Has anyone ever prejudged your talent, capabilities and intelligence based solely on your speaking style?
Language Bias - using speaking style as the sole or major determiner of intelligence and capability - is a harmful, pervasive and unfair practice. It causes millions of intelligent and talented children and adults to fail academically and professionally because their speaking styles differ from those who teach, test, interview and employ them. Language Bias and the widespread Lack of Linguistic - and, therefore, Cultural - Knowledge among educators are among the major causes for why a disproportionate number of nonstandard English-speaking students perform poorly in the classroom, score low on standardized testing, subsequently comprise the majority of children who are tracked into low level or special education classes and eventually become dropouts.
Discovering Two Linguistic Truths is what attendees pursue during the initial period of the teacher-training workshops, linguistic seminars and adult standard English-acquisition classes. These truths relate to standard and nonstandard English dialects, and the people who speak them. Learning this information usually results in dramatic and positive changes: in teachers' mindsets and attitudes toward their culturally different students; in educational tracking and testing policies; in corporate hiring and promotion policies; in intercultural relations within communities and companies; and, perhaps most importantly, in dispelling the mythology of inferiority regarding one's own self-image.
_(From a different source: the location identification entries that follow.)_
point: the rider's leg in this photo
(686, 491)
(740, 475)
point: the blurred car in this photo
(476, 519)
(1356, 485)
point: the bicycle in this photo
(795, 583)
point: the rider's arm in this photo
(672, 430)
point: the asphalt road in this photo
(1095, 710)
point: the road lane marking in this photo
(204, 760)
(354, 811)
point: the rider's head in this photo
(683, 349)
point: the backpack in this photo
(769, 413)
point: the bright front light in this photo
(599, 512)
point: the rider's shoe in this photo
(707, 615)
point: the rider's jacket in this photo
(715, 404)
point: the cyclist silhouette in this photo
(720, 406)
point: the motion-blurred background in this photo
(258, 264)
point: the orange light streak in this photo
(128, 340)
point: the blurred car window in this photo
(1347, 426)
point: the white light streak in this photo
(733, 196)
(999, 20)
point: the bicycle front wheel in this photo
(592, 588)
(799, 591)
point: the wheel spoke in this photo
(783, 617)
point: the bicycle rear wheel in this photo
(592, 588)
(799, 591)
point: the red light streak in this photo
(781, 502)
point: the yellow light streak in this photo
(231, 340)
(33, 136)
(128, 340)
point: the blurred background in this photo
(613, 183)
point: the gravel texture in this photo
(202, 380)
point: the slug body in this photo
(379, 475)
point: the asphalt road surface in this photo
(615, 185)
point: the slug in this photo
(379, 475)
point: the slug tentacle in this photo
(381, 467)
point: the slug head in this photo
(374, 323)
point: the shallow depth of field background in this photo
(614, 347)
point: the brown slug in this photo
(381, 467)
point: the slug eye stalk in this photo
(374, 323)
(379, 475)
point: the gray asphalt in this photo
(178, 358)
Once teachers and corporate managers learn the linguistic truth about nonstandard English dialects - and the people who speak them - they understand that all speakers who are fluent in their primary dialects can master any other dialect, including oral and written standard English ... because: Nonstandard English-speakers - and their dialects - are Different, Not Deficient.
We believe that all Americans, regardless of their speaking styles, deserve the chance to compete effectively for the benefits which our country provides, and to pursue their academic and professional dreams. We know that acquisition and mastery of oral and written standard English are major components of that preparation.
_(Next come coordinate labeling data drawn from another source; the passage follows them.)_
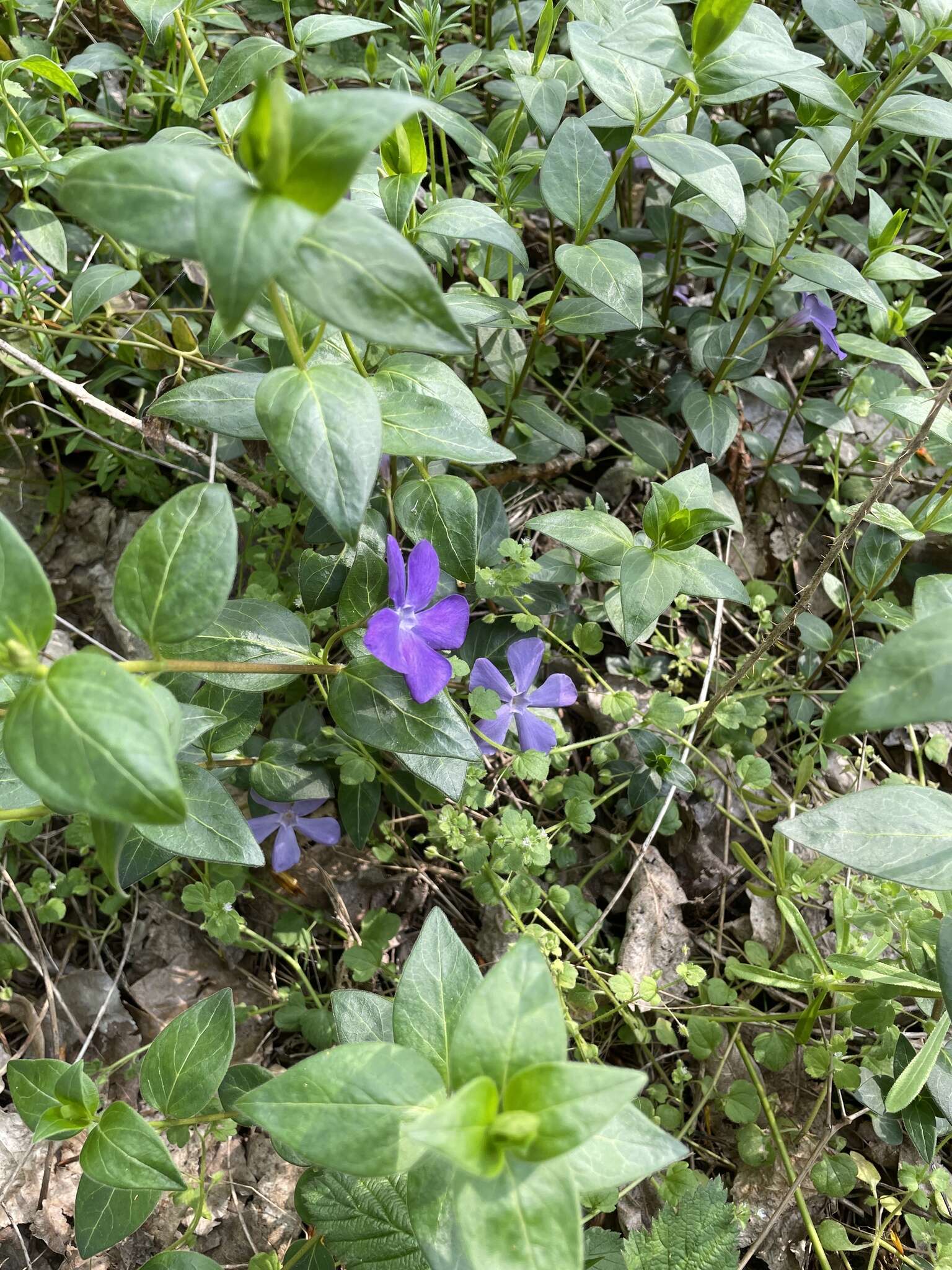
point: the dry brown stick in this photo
(837, 546)
(130, 420)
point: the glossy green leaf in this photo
(104, 1215)
(90, 738)
(903, 832)
(437, 981)
(325, 427)
(512, 1021)
(177, 573)
(242, 65)
(97, 285)
(187, 1061)
(214, 827)
(374, 704)
(443, 511)
(609, 271)
(361, 275)
(347, 1106)
(125, 1152)
(27, 605)
(574, 174)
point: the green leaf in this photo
(703, 574)
(917, 113)
(145, 193)
(332, 134)
(90, 738)
(570, 1100)
(574, 173)
(526, 1219)
(347, 1106)
(214, 827)
(363, 1220)
(177, 573)
(154, 16)
(364, 277)
(245, 236)
(631, 89)
(467, 219)
(649, 584)
(243, 64)
(903, 832)
(834, 273)
(283, 775)
(626, 1150)
(912, 1080)
(609, 271)
(325, 29)
(906, 681)
(712, 23)
(712, 419)
(27, 605)
(372, 704)
(362, 1016)
(249, 630)
(594, 534)
(513, 1020)
(187, 1061)
(437, 981)
(701, 1233)
(220, 403)
(442, 510)
(104, 1215)
(459, 1129)
(423, 427)
(97, 285)
(325, 427)
(32, 1082)
(125, 1152)
(702, 166)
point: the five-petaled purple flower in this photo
(524, 658)
(17, 266)
(407, 637)
(288, 819)
(815, 313)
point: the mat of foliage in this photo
(475, 636)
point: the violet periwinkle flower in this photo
(524, 658)
(815, 313)
(287, 821)
(407, 637)
(17, 266)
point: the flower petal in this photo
(384, 639)
(558, 690)
(286, 851)
(485, 676)
(427, 673)
(397, 579)
(524, 658)
(263, 827)
(495, 729)
(444, 625)
(421, 574)
(535, 733)
(320, 828)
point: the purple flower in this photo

Why do we "Start with Speech"? We teach acquisition and mastery of oral Standard English, first, because: Nonstandard English-speaking children and adults tend to read, write and test the way they speak. If students do not learn to switch into oral standard English grammar and pronunciation, poor performances in writing, reading and test-taking usually follow, and they often end up on the lower side of the achievement gap.
Finally, the Bi-Dialectal approach is similar to a Bi-Lingual program. We train teachers to systematically teach nonstandard English-speaking children and adults to situationally master standard English for school, testing and work. Random correction is eliminated as an optional classroom "corrective" technique.
In addition, we linguistically legitimize students' primary dialects, approving use of those styles for family, friends and other situations during which they would be more appropriate and/or more advantageous.
Workshop-attendees learn that if they work within the parameters of the bi-dialectal method, they do not have to demand that their students make a choice between primary and standard dialects - this means that students do not have to abandon the dialects of home, history, neighborhood and cultural identity - switching situationally between the primary and standard styles.
In addition, teachers do not have to be reluctant to conduct this type of Standard English-acquisition curriculum for fear of insulting and embarrassing their students. Students are assured that their primary dialects are situationally legitimate, making it much more likely that they will be willing to pursue acquisition and mastery of the standard English dialect - a tool that is vital for them to have if they are going to be able to successfully pursue their chosen academic and professional fields.